“The swoon-worthy Roman backdrop, filled with plenty of sunsets, cathedrals, and villas, reflects the classic romantic themes of love, sacrifice, and redemption.”
Romance is in love with Rome. In fact, the word romance originates from the Latin word romanicus, which means “of the Roman style.” It indicates a style of storytelling that focuses on chivalry and love, exactly what author Lisa Scottoline delivers in her most recent novel set in World War II-era Rome, Eternal.
Scottoline paints for readers an intimate view of life in Rome from the time that Mussolini becomes dictator up until his defeat. The story contrasts the city’s ancient architecture and vibrant culture against the rising danger of the fascist movement and the secret resistance against the Nazi invaders.
The story alternates between three star-crossed teenagers—Marco, Sandro, and Elisabetta—who face unique moral dilemmas as they come of age in the Eternal City. The story merges the coming-of-age narrative with a love triangle and a heaping spoonful of suspense. Readers will find the swoon-worthy Roman backdrop, filled with plenty of sunsets, cathedrals, and villas, reflecting the classic romantic themes of love, sacrifice, and redemption. Anyone who wants to understand the struggles of WWII or experience life in Italy would love this book. This would be a good fit for fans of Adriana Trigiani, Lisa Wingate, and Pam Jenoff.
Sandro finds himself at an intersection between his Jewish identity and his Italian identity. His family is ardently loyal to Italy and the fascist party, but then are surprised when the new Race Laws suddenly criminalize them. They learn that their own political party is trying to commit genocide against them, despite their years of dedication. Sandro, who has always loved the Elisabetta, must choose to separate from her because he does not want to drag her into further persecution.
Marco’s navigates a dilemma between his loyalty to Italy and his loyalty to his Jewish friends. As an impressionable child, Marco was brainwashed to love fascism and to worship Mussolini. He waited eagerly for the day when he could wear the fascist uniform, but as he slowly learns to think for himself and realizes the atrocities his government is committing against the Jewish community. When the Italian government starts to persecute his best friend, Sandro, for his Jewish heritage, Marco must realize the error of his ways and redeem himself.
Elisabetta comes from a family damaged by alcoholism. Lacking a mother figure, she must learn for herself what it means to be a woman and what a healthy relationship looks like, because she has never seen one before in her own home. She is driven by her passion for writing and wants to be a novelist one day, though this part of her is not explored very much. Her romantic interests alternate between Sandro and Marco, and she must choose between them.
One criticism is that Elisabetta seems like the least-developed of the three main characters. At her worst, she just serves the romantic interests of the two male characters. She is given some agency through her aspiration of becoming a writer, and her Nonna teaches her about being independent, though this is forgotten as we spend most of the book focused on the dilemmas facing Marco and Sandro.
In the first half of the book, Mussolini becomes the villain for his increasingly evil edicts, though in the second half he fades from the picture.
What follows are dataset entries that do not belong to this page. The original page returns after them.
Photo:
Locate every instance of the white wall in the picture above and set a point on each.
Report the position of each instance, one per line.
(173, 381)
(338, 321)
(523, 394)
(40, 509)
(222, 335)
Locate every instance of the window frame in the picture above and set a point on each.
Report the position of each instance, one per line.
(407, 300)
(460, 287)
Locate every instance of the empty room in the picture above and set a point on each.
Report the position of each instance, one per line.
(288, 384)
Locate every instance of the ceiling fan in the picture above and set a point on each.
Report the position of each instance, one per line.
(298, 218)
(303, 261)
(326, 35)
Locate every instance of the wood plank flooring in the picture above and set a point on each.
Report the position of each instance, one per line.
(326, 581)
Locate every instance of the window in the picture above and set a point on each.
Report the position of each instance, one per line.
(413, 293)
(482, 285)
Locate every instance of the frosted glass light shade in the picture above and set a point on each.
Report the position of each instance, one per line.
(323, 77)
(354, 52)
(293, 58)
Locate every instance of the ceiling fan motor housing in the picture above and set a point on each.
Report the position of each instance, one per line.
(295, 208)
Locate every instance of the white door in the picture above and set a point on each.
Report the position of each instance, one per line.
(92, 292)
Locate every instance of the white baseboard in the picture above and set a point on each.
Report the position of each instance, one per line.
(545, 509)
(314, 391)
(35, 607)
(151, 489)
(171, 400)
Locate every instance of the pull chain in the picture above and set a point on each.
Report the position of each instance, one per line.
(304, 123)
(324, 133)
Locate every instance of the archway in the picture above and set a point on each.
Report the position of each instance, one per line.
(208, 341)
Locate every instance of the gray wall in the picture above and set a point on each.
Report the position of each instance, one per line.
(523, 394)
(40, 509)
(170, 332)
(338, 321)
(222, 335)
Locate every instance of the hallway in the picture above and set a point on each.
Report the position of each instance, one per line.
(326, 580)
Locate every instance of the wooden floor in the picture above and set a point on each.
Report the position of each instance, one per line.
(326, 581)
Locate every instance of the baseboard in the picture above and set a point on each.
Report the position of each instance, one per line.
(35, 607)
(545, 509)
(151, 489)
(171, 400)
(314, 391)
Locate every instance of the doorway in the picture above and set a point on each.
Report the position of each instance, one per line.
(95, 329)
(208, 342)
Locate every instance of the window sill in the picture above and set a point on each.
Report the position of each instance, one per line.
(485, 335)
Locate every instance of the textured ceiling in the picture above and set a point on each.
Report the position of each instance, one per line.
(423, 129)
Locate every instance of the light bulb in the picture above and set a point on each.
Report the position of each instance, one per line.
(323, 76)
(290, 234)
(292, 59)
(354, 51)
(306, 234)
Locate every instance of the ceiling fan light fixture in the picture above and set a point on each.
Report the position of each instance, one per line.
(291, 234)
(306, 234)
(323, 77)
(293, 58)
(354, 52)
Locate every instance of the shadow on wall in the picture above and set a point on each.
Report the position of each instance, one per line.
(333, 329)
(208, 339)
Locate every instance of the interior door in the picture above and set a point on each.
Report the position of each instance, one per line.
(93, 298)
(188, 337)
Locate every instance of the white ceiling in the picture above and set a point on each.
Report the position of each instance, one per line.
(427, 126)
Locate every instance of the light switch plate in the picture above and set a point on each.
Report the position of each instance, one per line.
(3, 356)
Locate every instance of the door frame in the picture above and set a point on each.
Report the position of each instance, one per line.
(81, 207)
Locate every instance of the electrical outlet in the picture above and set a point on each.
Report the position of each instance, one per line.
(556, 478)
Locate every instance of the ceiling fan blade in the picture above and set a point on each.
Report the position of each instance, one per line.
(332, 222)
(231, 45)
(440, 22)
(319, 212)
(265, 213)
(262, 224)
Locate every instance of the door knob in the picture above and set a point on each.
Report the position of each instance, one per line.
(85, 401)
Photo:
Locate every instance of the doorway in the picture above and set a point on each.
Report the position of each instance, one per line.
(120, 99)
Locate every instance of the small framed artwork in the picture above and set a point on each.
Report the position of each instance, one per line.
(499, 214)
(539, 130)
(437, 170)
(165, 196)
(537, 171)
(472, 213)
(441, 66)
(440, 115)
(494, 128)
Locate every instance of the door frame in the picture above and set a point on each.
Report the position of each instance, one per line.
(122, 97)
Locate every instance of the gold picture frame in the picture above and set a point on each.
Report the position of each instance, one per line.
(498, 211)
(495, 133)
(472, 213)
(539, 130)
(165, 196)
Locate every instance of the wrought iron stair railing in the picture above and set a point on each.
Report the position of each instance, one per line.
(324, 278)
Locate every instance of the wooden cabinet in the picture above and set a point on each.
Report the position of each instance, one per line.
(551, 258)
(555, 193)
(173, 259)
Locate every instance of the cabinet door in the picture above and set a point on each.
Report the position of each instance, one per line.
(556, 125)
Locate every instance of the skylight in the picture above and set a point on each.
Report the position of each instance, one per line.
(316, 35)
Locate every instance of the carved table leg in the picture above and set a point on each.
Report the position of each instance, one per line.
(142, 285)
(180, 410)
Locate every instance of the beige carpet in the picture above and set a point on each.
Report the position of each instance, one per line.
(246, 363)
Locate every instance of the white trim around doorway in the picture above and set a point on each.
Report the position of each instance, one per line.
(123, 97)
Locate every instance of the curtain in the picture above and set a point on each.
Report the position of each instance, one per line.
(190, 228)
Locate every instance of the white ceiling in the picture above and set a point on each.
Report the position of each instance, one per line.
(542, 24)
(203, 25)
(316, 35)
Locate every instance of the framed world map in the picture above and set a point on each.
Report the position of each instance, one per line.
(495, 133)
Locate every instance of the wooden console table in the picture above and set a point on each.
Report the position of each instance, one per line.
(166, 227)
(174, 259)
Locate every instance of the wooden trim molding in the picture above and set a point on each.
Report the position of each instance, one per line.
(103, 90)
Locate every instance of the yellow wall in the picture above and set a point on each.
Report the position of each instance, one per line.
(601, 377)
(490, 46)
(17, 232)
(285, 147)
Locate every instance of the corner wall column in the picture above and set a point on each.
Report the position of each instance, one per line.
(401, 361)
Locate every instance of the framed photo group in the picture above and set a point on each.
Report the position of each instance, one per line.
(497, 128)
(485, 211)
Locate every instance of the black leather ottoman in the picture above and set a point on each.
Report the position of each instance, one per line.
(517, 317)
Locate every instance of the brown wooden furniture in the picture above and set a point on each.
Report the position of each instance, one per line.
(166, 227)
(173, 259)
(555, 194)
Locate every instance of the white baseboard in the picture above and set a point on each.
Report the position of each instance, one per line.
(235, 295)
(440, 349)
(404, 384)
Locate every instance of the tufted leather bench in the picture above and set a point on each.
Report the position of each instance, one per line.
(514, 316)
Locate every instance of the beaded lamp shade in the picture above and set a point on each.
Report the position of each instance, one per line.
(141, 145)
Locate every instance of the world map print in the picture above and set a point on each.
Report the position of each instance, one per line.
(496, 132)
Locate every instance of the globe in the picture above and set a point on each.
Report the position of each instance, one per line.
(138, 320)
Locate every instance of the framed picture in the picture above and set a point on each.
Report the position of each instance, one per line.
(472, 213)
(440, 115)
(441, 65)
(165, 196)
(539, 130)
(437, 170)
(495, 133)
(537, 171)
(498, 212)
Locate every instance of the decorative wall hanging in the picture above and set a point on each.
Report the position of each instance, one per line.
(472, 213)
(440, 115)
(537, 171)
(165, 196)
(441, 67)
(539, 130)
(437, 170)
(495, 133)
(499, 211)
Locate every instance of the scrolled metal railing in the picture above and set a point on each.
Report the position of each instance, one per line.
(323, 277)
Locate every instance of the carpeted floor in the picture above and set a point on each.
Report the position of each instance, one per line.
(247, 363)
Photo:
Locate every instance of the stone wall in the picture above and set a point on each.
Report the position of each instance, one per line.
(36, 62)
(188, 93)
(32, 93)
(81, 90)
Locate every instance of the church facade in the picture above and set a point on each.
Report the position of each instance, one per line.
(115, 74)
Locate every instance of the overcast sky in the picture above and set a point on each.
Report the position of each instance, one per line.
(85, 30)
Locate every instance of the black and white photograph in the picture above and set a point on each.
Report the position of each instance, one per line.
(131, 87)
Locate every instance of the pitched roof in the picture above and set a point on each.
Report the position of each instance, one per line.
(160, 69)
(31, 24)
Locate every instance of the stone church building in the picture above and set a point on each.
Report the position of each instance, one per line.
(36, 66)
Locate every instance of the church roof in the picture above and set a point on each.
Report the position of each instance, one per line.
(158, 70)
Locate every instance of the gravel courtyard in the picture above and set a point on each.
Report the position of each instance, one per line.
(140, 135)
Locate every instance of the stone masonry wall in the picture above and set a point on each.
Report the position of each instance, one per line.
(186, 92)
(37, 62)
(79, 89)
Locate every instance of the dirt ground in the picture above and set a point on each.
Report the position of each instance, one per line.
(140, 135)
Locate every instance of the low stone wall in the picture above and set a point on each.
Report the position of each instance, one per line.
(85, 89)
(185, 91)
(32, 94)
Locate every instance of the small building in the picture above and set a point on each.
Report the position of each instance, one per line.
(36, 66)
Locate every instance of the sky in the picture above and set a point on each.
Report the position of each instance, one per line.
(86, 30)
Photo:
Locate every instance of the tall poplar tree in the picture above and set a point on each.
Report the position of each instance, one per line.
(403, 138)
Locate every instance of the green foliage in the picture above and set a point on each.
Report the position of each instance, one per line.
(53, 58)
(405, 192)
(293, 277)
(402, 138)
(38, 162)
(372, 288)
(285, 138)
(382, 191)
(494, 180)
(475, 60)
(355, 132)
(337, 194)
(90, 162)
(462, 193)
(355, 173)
Readers might finish the book, but still be left waiting for the satisfaction of seeing Mussolini captured and arrested in 1945, though readers receive no mention of it.
This book provides a refreshing update to the love triangle narrative, which can sometimes be outdated. Usually, a love triangle features two men locked in intense competition over a woman. Both men are consumed by jealousy, viewing the woman as a prize to be won; however, in this book the characters retain the structure of the love triangle while still acting like reasonable adults. In one scene, Sandro and Marco honestly discuss their mutual feelings for Elisabetta and agree to remain friends and not let their feelings divide them. Instead of boorishly competing for Elisabetta, both men agree to let Elisabetta choose for herself and to accept her decision without giving into jealousy.
“Our friendship is strong enough to withstand a test, don’t you think?”
Marco thought it over, for it was a serious question. “Absolutely,” he answered, after a moment.
“I don’t mind a friendly competition, do you?”
“No. If I have to compete for Elisabetta, so be it. You’re worthy of her. If it isn’t to be me, I want it to be you.”
“I feel the same way. May the better man win.”
In addition, the book utilizes the city of Rome to create a very strong sense of place, which makes the book double as a vacation. The book immerses readers in local food, music, architecture, plants, and language. The title also draws from Rome’s nickname as the Eternal City, emphasizing the city’s central role as the book’s main romantic character, proving you cannot have romance without Rome.